Dubkow po śmierci Nawalnego towarzyszył matce opozycjonisty, gdy domagała się, by oddano jej ciało syna. Ludmiła Nawalna jeździła w tym celu do miasta Salechard, gdzie - według mediów niezależnych - przewieziono ciało Nawalnego z kolonii karnej.
Wcześniej inni adwokaci Nawalnego, broniący go na różnych etapach jego działalności politycznej, zostali oskarżeni o udział w "organizacji ekstremistycznej". Zatrzymani zostali: Wadim Kobziew, Aleksiej Lipcer i Igor Siergunin. Nadal są w areszcie śledczym. Poza Rosją przebywa dwoje innych prawników Nawalnego: Olga Michajłowa i Aleksandr Fiedułow. Również ich władze oskarżają o udział w "organizacji ekstremistycznej".
Nikt nie chce pochować Nawalnego
Rzeczniczka Nawalnego Kira Jarmysz poinformowała, że współpracownicy polityka nie mogą znaleźć zakładu pogrzebowego, który zgodziłby się zorganizować uroczystość pożegnania. Instytucje państwowe i prywatne odpowiadają odmownie i niektóre wprost przyznały, że otrzymały zakaz przyjęcia takiego zlecenia.

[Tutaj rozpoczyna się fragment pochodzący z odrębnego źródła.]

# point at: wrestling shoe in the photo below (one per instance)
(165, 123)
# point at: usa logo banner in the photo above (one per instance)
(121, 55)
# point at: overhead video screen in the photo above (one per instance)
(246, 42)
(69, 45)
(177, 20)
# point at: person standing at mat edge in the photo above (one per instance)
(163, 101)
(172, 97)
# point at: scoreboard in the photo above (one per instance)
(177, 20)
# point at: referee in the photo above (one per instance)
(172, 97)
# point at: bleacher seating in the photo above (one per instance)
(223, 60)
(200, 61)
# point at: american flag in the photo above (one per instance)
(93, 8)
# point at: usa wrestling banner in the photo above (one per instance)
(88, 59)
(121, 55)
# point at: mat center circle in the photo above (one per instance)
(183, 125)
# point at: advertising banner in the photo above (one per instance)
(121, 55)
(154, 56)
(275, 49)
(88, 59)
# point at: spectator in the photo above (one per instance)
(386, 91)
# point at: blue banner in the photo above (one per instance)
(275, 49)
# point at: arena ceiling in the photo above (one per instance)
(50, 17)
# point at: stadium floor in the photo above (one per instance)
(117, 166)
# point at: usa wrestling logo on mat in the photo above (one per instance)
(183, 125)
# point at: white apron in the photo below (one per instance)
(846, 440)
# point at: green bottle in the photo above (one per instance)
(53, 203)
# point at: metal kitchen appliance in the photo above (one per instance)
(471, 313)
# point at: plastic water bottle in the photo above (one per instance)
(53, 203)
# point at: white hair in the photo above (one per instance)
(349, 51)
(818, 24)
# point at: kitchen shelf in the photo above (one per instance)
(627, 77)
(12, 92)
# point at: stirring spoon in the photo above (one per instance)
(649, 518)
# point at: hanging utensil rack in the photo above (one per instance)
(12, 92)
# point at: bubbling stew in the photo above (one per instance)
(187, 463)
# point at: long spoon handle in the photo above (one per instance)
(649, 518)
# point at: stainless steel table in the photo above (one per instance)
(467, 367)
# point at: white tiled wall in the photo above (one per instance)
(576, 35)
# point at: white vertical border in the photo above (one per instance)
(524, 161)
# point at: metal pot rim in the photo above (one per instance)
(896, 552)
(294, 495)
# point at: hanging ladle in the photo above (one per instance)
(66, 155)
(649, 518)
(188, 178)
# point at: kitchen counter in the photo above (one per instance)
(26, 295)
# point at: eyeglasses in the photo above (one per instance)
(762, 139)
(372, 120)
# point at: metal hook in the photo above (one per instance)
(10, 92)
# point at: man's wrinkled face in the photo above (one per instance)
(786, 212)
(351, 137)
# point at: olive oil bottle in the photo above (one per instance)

Pogrzeb Nawalnego, zmarłego 16 lutego w niewyjaśnionych okolicznościach w łagrze za kołem podbiegunowym, odbędzie się pod koniec tygodnia. Opozycjonista, którego już raz próbowano otruć bojowym środkiem trującym, był więziony przez władze od stycznia 2021 roku.
Po śmierci Nawalnego władze przez ponad tydzień odmawiały rodzinie oddania jego ciała. Matka opozycjonisty - według mediów niezależnych - otrzymała od władz więziennych ultimatum: albo zgodzi się na cichy pogrzeb na lokalnym cmentarzu, albo jej syn zostanie pochowany na terenie kolonii karnej. O wydanie zwłok Nawalnego apelowali jego bliscy, prawosławni wierni i duchowni, przedstawiciele świata kultury i mediów.